One might, in view of what I have been suggesting, wonder, say, whether the idea of steadfastness and all its ethical relatives—loyalty, faithfulness, constancy, persistence, dedication, etc.—would have been possible without stars. Would we have been able to imagine steadfastness, the virtue of it, without the stars?

“Nightfall” is a harrowing story because it posits just such a world of alternative mental states shaped by a radically different universe. Moreover, it suggests other cosmic scenarios: What if, instead of living in a world with the steady, dependable, nightly, stately, ordered appearance of the stars, we lived in one that was more like Van Gogh’s famous painting Starry Night, in which our night sky was a wild spin of constantly swirling fireballs—comets, streaming meteors, northern lights, spiraling galaxies—a psychedelic display of celestial pyrotechnics which, like Van Gogh’s mind, expressed a cosmic restlessness, a chaotic and unanchored spin of creative energy? Imagine, if you will, a sky like that, night after night, millennium after millennium. Would we have lost not only poems like Shakespeare’s and Keats’s, but also the ability even to conjure up—and therefore imitate, strive for—a state of steady and unwavering purpose, devotion, resolve, and commitment—all words we value highly in our “inner” lives? What would human life have been—what would we be—beneath such frenzied skies?

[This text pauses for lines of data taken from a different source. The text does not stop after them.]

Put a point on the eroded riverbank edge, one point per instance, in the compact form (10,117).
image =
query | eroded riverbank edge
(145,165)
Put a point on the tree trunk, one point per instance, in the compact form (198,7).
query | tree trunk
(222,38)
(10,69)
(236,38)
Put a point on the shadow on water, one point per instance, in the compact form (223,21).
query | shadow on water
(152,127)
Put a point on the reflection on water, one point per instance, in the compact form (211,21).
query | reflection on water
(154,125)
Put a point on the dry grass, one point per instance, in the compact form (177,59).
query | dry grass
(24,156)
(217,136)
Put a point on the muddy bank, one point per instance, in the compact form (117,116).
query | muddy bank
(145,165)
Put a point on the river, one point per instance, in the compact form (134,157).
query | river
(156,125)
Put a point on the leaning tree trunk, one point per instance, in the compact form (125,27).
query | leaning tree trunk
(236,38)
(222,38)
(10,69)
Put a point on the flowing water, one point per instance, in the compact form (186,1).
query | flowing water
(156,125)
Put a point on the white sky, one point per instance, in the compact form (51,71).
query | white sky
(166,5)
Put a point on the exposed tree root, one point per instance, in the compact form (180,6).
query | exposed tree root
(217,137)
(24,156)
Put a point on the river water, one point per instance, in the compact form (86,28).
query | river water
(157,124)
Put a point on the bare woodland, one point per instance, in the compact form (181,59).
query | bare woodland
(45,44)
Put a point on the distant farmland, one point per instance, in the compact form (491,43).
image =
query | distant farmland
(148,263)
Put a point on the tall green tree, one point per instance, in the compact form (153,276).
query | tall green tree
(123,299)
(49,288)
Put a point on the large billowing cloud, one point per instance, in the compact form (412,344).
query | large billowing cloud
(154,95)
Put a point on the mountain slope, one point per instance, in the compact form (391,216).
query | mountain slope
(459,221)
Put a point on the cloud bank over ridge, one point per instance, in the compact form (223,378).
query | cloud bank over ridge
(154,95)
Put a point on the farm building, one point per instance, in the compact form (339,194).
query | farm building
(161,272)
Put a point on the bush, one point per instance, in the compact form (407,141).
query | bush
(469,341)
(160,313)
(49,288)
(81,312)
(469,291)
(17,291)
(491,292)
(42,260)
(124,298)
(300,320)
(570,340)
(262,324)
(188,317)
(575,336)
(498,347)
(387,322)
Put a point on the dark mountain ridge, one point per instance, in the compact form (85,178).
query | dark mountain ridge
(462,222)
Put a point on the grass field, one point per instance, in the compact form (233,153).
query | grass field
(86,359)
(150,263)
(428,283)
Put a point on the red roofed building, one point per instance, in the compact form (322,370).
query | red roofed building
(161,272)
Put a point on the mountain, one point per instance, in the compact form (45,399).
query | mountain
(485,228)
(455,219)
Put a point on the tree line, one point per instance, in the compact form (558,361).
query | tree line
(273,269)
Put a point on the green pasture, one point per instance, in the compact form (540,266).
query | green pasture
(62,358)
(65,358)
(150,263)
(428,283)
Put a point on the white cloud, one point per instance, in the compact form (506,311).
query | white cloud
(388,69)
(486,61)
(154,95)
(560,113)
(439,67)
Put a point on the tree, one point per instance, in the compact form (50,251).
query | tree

Or, to posit a different alternative, what if we lived on a planet like Mercury, which always keeps one face toward the sun and the other in perpetual night? Think of how different our inner, spiritual life might be if we had no experience of, could not conceive of, such things as the coming of dawn, of daybreak. It would never be darkest before the dawn. Thoreau could never have said that “the Sun is but a morning star.” Church congregations would never sing, Fast falls the eventide. Elementary school choruses would never warm the hearts of doting parents with endless renditions of “Morning Has Broken.” There could never be a “dark night of the soul.” Nor could one ever experience the coming of dawn, which, I am suggesting, may be the original source for the emotion of hope.

All of this brings to mind the conclusion of Henry Beston’s great book The Outermost House, first published in 1928, which chronicles a year he spent living by himself in a small cottage on the ocean beach of Cape Cod. The book’s final paragraph has become somewhat famous through its appearance on posters in college dorm rooms and its frequent use by environmental groups. Here it is:

Whatever attitude to human existence you fashion for yourself, know that it is valid only if it be the shadow of an attitude to Nature. A human life, so often likened to a spectacle upon a stage, is more justly a ritual. The ancient values of dignity, beauty, and poetry which sustain it are of Nature’s inspiration; they are born of the mystery and beauty of the world. Do no dishonour to the earth lest you dishonour the spirit of man . . . Touch the earth, love the earth, honour the earth, her plains, her valleys, her hills, and her seas; rest your spirit in her solitary places. For the gifts of life are the earth’s and they are given to all, and they are the songs of birds at daybreak, Orion and the Bear, and dawn seen over ocean from the beach.

I have loved these words since I first read them, many years ago, for their intense lyricism, stately rhythms, and generosity of spirit. But in the light of what I have been trying to say in this essay, I read them somewhat differently. It seems to me now that Beston is making not only a beautiful statement, but a literal one. It seems to me that he means precisely what he says.